WISCONSIN STAT. § 948.01(6) provides:
"Sexual intercourse" means vulvar penetration as well as cunnilingus, fellatio or anal intercourse between persons or any other intrusion, however slight, of any part of a person's body or of any object into the genital or anal opening either by the defendant or upon the defendant's instruction. The emission of semen is not required.
The complaint specified: as to count two, Cabagua had "sexual intercourse (penis-to-mouth) on three or more occasions with [the victim]"; as to count three, Cabagua had "sexual intercourse (penis-to-vagina) with [the victim]"; and, as to count five, he had "sexual intercourse (penis-to-vagina) with [the victim]." Again, during the plea colloquy, the circuit court confirmed that Cabagua had reviewed the complaint and Cabagua agreed that it could be used as a factual basis for his pleas.
¶16 Cabagua was informed of all the essential elements of the crimes to which he entered his pleas, none of which charged him with having sexual contact. The record demonstrates that Cabagua understood the nature of the charges.
In a footnote in his reply brief, Cabagua argues that the plea colloquy does not indicate that he knew the State had to prove beyond a reasonable doubt the purpose of the alleged conduct. It appears Cabagua is making this argument for the first time in his reply brief, which is improper. See A .O. Smith Corp. v. Allstate Ins. Cos., 222 Wis. 2d 475, 492, 588 N.W.2d 285 (Ct. App. 1998) (explaining that appellate courts do not address issues raised for the first time in an appellant's reply brief). In any event, it is belied by the record. The transcript of the plea colloquy reveals that the circuit court specifically told Cabagua that the State "has the responsibility of proving each and every element of these offenses beyond a reasonable doubt. By you entering Alford pleas today, you are giving up that and the other rights we just discussed. Do you understand that, sir?" Cabagua answered affirmatively. Additionally, on the plea questionnaire form, the box is checked next to "I give up my right to make the State prove me guilty beyond a reasonable doubt." Cabagua told the circuit court that his trial counsel read all of the information on the forms to him and stated that he did not have any additional questions about the forms.
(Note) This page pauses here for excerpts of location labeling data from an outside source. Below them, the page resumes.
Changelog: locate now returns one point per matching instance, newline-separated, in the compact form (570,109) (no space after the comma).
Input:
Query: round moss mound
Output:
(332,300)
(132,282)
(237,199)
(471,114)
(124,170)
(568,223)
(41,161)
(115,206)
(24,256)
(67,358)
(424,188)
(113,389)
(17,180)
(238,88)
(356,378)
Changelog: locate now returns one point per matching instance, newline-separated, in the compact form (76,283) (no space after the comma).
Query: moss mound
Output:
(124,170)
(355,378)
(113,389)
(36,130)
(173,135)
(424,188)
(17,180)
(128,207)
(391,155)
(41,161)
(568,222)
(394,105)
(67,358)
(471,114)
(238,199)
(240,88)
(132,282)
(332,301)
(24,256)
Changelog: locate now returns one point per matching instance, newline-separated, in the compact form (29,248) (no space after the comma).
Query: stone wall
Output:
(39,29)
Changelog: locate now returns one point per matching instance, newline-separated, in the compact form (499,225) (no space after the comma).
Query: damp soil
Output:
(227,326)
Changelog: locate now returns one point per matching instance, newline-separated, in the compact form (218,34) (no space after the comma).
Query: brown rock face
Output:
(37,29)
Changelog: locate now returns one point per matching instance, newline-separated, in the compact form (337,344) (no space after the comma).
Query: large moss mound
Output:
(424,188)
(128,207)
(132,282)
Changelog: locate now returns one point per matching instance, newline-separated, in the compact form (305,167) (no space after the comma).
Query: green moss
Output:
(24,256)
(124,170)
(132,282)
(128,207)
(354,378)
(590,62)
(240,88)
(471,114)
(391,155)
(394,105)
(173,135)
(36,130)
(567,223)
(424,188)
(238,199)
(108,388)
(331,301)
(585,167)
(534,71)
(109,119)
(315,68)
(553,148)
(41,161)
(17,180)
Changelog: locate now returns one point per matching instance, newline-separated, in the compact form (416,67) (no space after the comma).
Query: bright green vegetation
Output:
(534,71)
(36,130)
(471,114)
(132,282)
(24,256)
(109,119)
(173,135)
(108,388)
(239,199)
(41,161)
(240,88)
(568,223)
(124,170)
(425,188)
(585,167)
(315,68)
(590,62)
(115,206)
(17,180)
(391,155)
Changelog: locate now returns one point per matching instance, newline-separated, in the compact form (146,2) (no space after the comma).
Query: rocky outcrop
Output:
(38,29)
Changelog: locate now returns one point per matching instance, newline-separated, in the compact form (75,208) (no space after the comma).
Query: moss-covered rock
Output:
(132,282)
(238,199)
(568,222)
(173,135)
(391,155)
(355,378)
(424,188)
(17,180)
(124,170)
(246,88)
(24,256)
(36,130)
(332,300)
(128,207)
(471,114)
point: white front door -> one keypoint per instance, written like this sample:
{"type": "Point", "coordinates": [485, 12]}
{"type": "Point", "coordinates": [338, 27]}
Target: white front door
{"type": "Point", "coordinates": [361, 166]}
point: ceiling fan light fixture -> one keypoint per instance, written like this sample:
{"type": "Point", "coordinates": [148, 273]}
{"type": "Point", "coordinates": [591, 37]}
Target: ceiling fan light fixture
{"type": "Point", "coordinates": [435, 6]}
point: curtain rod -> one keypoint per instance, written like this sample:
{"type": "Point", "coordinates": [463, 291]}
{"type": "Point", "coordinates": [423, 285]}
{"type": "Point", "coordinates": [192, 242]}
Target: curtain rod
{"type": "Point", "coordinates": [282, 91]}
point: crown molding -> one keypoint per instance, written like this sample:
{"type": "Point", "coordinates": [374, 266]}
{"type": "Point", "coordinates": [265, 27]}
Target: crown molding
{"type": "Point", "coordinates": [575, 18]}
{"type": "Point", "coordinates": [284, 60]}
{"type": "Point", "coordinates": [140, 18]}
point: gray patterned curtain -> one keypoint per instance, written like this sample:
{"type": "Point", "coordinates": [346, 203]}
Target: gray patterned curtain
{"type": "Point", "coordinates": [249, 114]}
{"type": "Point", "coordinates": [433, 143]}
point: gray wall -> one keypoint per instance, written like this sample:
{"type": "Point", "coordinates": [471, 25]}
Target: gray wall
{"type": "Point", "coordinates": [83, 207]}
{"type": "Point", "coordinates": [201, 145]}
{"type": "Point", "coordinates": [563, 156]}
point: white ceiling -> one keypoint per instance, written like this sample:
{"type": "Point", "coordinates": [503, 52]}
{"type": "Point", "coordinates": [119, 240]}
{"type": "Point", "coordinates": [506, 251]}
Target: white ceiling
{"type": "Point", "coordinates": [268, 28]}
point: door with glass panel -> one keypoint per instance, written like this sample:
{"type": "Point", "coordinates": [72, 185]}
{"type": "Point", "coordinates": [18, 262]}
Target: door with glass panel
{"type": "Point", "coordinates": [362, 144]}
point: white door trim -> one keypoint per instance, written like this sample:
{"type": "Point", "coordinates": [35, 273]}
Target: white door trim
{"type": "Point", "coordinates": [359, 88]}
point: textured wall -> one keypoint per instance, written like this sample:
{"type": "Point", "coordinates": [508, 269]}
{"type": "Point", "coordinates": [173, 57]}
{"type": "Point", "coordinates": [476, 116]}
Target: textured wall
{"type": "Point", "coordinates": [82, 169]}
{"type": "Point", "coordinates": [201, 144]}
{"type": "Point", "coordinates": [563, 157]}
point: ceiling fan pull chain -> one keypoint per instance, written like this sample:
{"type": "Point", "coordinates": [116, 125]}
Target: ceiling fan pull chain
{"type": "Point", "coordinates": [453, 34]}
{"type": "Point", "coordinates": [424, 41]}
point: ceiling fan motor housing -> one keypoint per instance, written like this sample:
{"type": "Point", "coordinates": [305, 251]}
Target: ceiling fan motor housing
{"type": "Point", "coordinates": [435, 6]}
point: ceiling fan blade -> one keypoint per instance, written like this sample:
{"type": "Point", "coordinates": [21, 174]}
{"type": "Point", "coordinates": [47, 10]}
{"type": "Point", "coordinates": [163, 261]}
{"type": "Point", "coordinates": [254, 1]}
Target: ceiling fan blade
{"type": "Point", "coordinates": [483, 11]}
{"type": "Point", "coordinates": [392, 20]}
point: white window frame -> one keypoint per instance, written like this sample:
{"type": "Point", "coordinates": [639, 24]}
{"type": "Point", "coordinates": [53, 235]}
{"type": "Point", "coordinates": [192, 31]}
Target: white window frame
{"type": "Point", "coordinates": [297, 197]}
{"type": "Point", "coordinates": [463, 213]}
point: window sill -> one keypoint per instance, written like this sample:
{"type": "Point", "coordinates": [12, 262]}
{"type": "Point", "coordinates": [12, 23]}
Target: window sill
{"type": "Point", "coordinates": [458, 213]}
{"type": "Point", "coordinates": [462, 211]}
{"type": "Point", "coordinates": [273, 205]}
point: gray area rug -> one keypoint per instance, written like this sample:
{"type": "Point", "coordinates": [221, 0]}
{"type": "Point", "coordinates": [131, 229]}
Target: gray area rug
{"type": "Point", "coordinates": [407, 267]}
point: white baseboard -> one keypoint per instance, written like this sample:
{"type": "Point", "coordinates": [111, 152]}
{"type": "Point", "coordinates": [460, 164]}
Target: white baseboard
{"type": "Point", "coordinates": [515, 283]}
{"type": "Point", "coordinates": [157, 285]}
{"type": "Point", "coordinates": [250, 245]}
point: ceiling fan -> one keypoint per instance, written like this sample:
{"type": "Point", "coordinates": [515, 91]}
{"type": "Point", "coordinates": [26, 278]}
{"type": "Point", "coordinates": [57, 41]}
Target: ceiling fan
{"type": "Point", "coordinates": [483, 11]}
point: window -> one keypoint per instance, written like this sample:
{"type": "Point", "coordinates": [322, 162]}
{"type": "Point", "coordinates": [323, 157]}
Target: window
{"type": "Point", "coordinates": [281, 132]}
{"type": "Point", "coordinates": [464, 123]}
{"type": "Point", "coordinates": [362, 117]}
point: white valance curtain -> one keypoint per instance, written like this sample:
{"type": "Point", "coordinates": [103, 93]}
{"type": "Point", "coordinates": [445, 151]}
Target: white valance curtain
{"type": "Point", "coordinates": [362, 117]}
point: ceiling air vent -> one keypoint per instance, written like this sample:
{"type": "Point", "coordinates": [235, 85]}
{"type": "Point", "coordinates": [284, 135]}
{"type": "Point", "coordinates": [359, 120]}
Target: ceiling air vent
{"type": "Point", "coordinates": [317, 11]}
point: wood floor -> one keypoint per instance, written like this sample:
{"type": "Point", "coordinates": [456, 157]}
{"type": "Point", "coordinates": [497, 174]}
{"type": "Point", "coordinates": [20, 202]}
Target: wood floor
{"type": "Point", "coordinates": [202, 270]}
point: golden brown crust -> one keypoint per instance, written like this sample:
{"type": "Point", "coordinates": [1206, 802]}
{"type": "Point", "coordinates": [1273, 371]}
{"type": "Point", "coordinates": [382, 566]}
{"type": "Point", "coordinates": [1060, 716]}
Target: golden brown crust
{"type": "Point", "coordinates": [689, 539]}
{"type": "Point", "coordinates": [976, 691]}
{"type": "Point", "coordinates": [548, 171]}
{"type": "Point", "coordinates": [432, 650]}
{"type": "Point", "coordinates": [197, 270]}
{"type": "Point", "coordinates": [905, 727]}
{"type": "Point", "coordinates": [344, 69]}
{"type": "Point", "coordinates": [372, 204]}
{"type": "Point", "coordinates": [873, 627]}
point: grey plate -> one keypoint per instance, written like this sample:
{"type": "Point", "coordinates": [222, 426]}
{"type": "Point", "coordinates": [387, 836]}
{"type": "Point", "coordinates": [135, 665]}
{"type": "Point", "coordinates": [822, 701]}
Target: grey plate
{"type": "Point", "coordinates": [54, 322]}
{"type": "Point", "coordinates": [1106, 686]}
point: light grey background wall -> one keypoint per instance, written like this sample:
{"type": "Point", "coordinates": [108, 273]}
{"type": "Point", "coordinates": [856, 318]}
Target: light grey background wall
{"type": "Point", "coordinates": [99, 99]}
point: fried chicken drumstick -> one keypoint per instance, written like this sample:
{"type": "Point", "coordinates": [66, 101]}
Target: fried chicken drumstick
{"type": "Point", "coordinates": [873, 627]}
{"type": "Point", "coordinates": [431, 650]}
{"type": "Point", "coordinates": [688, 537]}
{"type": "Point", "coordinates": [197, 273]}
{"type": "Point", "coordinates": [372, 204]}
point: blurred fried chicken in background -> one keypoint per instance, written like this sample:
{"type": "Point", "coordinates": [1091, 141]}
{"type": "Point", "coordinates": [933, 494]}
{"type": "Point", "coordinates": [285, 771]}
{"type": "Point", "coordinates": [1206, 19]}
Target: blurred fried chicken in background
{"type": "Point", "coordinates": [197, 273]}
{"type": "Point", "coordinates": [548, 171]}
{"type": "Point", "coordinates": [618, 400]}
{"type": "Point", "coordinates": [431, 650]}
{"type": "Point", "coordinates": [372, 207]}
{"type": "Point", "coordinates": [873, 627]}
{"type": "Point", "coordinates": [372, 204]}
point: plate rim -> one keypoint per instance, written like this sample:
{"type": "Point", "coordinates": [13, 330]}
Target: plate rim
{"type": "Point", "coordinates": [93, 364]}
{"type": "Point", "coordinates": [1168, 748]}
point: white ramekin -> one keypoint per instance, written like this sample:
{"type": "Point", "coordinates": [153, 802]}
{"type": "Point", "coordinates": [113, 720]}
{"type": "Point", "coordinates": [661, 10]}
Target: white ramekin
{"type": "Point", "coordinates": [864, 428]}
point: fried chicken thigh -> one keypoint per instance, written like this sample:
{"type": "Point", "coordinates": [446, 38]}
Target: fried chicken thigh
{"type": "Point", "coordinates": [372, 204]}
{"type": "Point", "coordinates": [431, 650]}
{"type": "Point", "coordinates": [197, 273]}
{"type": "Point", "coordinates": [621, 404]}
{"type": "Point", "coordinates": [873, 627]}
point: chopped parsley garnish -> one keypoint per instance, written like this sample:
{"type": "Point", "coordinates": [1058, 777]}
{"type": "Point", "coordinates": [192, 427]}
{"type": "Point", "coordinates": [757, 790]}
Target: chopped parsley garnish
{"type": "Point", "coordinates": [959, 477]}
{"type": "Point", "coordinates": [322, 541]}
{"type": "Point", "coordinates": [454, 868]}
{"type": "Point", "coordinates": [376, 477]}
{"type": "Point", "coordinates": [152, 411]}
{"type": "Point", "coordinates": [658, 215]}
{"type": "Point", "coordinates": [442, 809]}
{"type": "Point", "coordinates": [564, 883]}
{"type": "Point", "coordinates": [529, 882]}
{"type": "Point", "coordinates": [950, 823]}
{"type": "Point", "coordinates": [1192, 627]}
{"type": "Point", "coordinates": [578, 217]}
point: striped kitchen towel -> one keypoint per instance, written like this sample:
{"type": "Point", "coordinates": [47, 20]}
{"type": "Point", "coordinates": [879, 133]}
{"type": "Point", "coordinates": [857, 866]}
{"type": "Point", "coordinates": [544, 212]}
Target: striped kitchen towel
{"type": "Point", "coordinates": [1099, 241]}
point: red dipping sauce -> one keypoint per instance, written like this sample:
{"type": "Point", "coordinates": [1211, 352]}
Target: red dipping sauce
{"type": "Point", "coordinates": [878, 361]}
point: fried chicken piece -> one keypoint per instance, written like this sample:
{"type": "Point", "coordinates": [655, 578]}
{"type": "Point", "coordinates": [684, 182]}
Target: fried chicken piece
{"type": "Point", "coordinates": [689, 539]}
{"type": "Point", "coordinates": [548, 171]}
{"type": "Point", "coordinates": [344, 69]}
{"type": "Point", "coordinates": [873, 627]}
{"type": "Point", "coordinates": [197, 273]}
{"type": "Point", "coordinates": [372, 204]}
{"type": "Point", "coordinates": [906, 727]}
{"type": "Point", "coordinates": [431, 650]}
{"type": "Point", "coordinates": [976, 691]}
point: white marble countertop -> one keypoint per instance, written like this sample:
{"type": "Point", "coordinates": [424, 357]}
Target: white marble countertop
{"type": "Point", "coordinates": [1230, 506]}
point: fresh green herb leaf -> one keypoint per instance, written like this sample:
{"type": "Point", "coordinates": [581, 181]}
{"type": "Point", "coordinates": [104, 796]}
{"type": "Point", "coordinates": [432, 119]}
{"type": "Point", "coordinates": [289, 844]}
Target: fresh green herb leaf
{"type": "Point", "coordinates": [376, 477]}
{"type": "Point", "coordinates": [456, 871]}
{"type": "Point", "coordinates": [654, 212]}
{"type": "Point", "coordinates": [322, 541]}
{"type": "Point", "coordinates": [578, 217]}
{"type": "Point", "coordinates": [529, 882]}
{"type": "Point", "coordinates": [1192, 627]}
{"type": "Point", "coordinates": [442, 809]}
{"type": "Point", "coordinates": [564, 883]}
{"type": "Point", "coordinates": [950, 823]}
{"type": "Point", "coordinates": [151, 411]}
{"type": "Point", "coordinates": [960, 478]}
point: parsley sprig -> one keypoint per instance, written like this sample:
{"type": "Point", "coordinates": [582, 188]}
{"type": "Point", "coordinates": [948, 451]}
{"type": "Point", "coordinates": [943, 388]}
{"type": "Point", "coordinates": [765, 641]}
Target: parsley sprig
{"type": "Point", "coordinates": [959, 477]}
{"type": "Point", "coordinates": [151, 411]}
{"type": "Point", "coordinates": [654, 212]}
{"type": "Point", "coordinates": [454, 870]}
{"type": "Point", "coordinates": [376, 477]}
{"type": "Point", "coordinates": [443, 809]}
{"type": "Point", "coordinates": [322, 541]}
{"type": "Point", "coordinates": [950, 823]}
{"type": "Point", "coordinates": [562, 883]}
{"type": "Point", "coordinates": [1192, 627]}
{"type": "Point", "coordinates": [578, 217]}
(B) Exculpatory evidence was not withheld.
¶17 Cabagua also argues that the State failed to disclose exculpatory evidence. See Brady v . Maryland , 373 U.S. 83, 87 (1963) (holding that "suppression by the prosecution of evidence favorable to an accused upon request violates due process where the evidence is material either to guilt or to punishment"). He claims that the State failed to provide him with several documents prior to the plea hearing and that had he been aware of these documents, he would not have entered his pleas. The documents consist of the following: (1) a DNA report that says there was no semen on a black bed sheet; (2) a medical report that says the victim's hymen was intact; and (3) a police report with witness information.
¶18 The burden to show a Brady violation rests with the defendant. See State v . Harris , 2004 WI 64, ¶13, 272 Wis. 2d 80, 680 N.W.2d 737. Pursuant to Brady :
"suppression by the prosecution of evidence favorable to an accused upon request violates due process where the evidence is material either to guilt or to punishment, irrespective of the good faith or bad faith of the prosecution." As such, to establish a Brady violation, a defendant must show that the State suppressed evidence favorable to the defendant and material to the determination of guilt.State v. Lock , 2012 WI App 99, ¶93, 344 Wis. 2d 166, 823 N.W.2d 378 (citations omitted). When addressing an alleged Brady violation, we independently review whether a due process violation has occurred, but we accept the circuit court's factual findings unless they are clearly erroneous. Lock , 344 Wis. 2d 166, ¶94.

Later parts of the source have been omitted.